Qdrant supports dense + sparse vectors natively:

Python
from qdrant_client import QdrantClient
from qdrant_client.models import (
    VectorParams, SparseVectorParams,
    PointStruct, SparseVector,
    NamedVector, NamedSparseVector,
    SearchRequest, FusionQuery, Fusion,
)

client = QdrantClient(url="http://localhost:6333")

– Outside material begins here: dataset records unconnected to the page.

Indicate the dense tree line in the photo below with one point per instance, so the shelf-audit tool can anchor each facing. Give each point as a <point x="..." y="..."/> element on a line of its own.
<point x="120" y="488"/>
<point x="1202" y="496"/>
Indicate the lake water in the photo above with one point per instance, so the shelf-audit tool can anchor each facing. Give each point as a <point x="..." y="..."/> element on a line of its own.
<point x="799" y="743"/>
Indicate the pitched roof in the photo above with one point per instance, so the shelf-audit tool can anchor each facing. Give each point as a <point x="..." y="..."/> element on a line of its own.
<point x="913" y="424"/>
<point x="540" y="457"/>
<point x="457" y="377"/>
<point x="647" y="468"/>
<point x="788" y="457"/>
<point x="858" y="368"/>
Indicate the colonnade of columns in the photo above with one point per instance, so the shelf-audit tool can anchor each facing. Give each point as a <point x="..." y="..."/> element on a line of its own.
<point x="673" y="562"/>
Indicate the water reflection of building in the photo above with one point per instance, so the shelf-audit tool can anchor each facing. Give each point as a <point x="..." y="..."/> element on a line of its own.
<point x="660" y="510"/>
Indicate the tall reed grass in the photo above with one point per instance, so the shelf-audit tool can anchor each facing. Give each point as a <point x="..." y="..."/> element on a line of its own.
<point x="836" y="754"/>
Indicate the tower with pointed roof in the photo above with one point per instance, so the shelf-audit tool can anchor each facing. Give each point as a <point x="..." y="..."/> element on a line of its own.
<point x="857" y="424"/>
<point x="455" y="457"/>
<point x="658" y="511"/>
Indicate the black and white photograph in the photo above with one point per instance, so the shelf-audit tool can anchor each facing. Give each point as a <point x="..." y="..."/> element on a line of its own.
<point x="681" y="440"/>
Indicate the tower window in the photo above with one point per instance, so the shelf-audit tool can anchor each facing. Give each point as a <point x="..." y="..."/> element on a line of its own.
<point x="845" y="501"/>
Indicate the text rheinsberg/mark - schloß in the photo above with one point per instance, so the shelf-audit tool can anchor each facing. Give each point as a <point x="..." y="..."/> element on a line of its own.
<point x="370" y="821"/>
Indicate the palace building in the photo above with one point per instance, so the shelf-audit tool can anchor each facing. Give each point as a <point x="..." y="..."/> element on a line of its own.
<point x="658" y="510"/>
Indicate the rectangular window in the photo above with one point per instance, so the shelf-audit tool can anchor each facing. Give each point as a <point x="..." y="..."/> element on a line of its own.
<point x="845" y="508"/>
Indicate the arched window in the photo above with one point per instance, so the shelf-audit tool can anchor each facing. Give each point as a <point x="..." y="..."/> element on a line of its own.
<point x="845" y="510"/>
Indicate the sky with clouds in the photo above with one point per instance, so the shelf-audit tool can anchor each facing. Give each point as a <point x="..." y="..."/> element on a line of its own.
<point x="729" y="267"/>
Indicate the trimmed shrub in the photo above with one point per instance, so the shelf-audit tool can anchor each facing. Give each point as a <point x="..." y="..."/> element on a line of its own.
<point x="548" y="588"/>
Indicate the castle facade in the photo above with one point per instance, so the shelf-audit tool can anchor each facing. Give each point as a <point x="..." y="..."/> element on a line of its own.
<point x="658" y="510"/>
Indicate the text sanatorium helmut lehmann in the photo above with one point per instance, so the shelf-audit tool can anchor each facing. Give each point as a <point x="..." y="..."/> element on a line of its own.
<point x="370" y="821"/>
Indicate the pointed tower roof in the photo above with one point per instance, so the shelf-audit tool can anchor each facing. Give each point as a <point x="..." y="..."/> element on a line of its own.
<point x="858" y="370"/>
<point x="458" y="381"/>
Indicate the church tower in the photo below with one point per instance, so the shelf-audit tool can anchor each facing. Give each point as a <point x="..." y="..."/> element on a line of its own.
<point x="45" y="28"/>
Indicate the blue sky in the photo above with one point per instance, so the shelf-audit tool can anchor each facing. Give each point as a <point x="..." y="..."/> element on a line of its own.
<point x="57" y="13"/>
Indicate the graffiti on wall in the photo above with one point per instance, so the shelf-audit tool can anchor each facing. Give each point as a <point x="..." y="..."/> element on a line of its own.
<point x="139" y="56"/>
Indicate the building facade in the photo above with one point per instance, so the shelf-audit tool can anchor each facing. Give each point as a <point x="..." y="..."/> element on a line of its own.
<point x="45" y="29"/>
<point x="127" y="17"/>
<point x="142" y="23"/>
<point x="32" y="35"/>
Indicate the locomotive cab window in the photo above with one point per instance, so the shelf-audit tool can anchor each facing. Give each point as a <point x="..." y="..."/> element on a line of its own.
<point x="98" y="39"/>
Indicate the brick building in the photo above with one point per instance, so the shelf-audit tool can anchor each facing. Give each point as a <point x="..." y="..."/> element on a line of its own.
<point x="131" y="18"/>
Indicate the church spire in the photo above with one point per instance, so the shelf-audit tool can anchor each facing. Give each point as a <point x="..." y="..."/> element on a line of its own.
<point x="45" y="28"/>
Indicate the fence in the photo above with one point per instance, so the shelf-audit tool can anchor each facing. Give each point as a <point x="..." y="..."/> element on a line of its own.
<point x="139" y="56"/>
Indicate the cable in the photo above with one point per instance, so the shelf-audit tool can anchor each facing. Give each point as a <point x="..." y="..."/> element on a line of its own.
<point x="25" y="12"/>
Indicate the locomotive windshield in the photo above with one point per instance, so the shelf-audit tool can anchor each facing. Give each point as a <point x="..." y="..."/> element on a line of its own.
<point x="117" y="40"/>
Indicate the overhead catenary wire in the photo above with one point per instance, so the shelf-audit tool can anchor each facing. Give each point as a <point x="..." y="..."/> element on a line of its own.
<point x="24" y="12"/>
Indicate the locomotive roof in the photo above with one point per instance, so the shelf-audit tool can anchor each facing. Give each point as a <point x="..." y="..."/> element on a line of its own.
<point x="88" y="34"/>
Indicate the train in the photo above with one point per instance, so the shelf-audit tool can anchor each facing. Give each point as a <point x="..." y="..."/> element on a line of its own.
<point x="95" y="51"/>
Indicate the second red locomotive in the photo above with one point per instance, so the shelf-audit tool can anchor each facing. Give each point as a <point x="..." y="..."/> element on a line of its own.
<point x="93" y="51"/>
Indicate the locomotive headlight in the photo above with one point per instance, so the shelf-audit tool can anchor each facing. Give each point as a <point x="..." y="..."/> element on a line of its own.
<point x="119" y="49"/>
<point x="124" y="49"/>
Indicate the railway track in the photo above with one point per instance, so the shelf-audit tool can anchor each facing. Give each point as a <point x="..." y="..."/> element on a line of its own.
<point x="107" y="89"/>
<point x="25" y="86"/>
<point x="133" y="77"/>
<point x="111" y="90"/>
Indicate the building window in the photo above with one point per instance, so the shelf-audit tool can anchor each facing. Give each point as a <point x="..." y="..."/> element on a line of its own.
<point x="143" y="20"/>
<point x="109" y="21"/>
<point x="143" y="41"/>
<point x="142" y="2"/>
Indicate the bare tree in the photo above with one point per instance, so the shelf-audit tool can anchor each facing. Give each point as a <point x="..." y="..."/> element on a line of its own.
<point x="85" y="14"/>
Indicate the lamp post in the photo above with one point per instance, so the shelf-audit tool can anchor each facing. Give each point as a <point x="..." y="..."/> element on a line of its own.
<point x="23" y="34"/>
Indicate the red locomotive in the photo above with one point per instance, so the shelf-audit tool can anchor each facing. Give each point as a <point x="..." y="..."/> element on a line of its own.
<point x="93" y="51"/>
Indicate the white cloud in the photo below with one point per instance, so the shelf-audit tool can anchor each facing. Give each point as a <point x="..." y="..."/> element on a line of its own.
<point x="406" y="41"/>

# Create collection with both dense and sparse vectors
def create_hybrid_collection(collection_name: str) -> None:
    client.create_collection(
        collection_name=collection_name,
        vectors_config={"dense": VectorParams(size=1536, distance="Cosine")},
        sparse_vectors_config={"sparse": SparseVectorParams()},
    )


def compute_sparse_vector(text: str, vocabulary: dict) -> SparseVector:
    """Convert text to sparse BM25-style vector using vocabulary."""
    tokens = tokenize(text)
    token_counts = {}
    for token in tokens:
        if token in vocabulary:
            idx = vocabulary[token]
            token_counts[idx] = token_counts.get(idx, 0) + 1

    # Simple TF (Term Frequency)  Qdrant handles IDF internally
    indices = list(token_counts.keys())
    values = [float(count) for count in token_counts.values()]

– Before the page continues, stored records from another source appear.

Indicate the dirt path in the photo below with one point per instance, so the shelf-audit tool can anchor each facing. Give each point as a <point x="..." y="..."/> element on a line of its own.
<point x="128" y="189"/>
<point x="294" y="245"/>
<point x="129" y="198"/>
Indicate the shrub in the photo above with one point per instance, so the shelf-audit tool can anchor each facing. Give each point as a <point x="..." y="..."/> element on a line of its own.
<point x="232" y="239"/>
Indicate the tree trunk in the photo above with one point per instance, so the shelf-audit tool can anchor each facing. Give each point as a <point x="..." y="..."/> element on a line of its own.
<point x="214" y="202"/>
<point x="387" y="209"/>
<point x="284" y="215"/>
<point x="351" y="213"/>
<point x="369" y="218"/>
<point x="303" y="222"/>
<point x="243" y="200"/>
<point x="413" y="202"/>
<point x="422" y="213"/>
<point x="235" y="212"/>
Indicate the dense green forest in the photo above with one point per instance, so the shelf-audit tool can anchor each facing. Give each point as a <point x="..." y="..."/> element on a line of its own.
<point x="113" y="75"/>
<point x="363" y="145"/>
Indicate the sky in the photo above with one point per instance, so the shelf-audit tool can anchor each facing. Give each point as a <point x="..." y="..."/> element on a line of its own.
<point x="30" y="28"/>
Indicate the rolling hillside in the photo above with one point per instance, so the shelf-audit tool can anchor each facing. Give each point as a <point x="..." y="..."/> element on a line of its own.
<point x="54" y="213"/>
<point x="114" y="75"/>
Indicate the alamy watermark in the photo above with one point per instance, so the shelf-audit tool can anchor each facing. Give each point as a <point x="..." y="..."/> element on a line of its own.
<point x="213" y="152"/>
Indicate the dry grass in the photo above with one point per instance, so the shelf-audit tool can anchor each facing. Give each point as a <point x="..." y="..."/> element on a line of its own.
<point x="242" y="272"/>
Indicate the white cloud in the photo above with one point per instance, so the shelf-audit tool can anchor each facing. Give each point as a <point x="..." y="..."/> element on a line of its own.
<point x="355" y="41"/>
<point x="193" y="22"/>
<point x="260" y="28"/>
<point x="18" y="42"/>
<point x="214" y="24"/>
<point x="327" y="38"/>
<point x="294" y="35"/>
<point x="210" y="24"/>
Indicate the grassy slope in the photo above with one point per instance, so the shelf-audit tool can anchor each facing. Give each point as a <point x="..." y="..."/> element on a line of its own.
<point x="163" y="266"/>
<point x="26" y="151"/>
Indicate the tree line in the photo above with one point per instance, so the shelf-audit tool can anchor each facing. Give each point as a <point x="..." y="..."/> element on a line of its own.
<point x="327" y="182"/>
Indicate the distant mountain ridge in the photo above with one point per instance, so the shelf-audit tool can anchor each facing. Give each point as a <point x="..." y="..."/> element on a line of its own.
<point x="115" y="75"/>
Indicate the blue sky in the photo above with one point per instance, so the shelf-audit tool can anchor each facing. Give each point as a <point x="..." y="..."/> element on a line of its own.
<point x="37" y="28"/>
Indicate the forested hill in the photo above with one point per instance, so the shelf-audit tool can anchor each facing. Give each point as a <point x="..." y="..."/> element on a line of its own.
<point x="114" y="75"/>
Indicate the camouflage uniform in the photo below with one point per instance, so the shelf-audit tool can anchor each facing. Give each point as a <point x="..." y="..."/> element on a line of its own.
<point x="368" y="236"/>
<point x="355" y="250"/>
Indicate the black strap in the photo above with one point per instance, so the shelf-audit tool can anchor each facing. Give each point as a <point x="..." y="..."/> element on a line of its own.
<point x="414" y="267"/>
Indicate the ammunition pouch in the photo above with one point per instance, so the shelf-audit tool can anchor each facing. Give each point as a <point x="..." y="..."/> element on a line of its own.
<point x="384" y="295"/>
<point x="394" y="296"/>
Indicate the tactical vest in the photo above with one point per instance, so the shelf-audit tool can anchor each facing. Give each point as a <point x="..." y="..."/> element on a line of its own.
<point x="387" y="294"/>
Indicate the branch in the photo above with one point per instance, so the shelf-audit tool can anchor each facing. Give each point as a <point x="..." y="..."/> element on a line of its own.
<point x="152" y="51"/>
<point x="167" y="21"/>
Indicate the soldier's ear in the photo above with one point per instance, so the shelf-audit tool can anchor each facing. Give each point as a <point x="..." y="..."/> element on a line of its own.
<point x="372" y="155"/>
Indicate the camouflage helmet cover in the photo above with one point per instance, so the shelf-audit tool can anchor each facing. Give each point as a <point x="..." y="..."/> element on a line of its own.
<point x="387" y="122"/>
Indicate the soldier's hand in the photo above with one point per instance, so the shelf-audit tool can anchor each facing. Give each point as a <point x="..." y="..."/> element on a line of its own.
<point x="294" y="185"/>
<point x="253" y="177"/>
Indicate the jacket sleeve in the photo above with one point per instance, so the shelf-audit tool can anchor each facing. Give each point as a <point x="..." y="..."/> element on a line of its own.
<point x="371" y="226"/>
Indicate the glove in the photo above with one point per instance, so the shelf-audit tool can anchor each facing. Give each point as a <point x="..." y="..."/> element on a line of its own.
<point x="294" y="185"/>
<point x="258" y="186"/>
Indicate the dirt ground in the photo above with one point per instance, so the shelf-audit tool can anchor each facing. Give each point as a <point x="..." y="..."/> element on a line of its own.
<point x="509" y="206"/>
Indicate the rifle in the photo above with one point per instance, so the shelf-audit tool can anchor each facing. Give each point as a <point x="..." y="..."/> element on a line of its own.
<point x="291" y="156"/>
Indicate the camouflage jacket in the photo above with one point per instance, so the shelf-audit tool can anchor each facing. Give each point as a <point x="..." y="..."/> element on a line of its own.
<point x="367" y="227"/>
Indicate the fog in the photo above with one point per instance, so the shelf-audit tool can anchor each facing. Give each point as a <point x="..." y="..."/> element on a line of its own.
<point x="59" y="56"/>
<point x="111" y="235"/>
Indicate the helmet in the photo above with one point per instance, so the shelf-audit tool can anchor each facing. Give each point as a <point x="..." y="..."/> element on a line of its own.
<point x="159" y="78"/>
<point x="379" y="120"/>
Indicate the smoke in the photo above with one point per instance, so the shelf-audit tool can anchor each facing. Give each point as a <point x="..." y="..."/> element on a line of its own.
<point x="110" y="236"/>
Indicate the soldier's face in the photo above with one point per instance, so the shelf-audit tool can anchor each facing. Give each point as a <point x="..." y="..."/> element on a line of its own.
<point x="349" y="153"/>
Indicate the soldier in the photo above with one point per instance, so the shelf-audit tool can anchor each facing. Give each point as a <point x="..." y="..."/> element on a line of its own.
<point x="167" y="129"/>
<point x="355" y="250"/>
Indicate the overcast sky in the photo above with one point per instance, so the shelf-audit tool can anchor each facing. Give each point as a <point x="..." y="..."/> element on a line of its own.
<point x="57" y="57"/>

    return SparseVector(indices=indices, values=values)


def upsert_with_sparse(
    collection_name: str,
    documents: list[dict],
    dense_embeddings: list[list[float]],
    vocabulary: dict,
) -> None:
    """Upsert documents with both dense and sparse vectors."""
    points = []
    for i, (doc, emb) in enumerate(zip(documents, dense_embeddings)):
        sparse_vec = compute_sparse_vector(doc["content"], vocabulary)
        points.append(
            PointStruct(
                id=i,
                vector={
                    "dense": emb,
                    "sparse": sparse_vec,
                },
                payload={"content": doc["content"], "title": doc["title"]},
            )
        )

    client.upsert(collection_name=collection_name, points=points)


# Hybrid query with Qdrant's native fusion
def hybrid_query_qdrant(
    collection_name: str,
    dense_vector: list[float],
    sparse_vector: SparseVector,
    top_k: int = 5,
) -> list[dict]:
    """Query using Qdrant's native hybrid search with RRF fusion."""
    results = client.query_points(
        collection_name=collection_name,
        prefetch=[
            # Dense retrieval
            {"query": dense_vector, "using": "dense", "limit": top_k * 2},
            # Sparse retrieval
            {"query": sparse_vector, "using": "sparse", "limit": top_k * 2},
        ],
        query=FusionQuery(fusion=Fusion.RRF),  # Apply RRF fusion
        limit=top_k,
        with_payload=True,
    )

    return [
        {
            "content": hit.payload.get("content", ""),
            "score": hit.score,
        }
        for hit in results.points
    ]

When to Use Hybrid Search

Pure dense retrieval is sufficient when:

  • Documents are long-form natural language (prose, paragraphs)
  • Queries are conceptual ("what are the side effects of...")
  • Domain terminology is common enough to be in pretraining
  • Embedding model is well-calibrated for the domain

Hybrid search significantly helps when:

  • Queries contain rare proper nouns (new drug names, patient names, product codes)
  • Short documents (titles, one-liners) — dense models struggle without context
  • Users search with exact technical terms from reference material
  • Recall is critical and you can afford slightly higher latency

Practical benchmark: On clinical drug information retrieval in internal testing:

  • Dense only: 72% recall@5
  • BM25 only: 68% recall@5
  • Hybrid (RRF, α=0.6): 81% recall@5

The gains are most pronounced for rare drug names and specific ICD codes — exactly the precision-critical cases.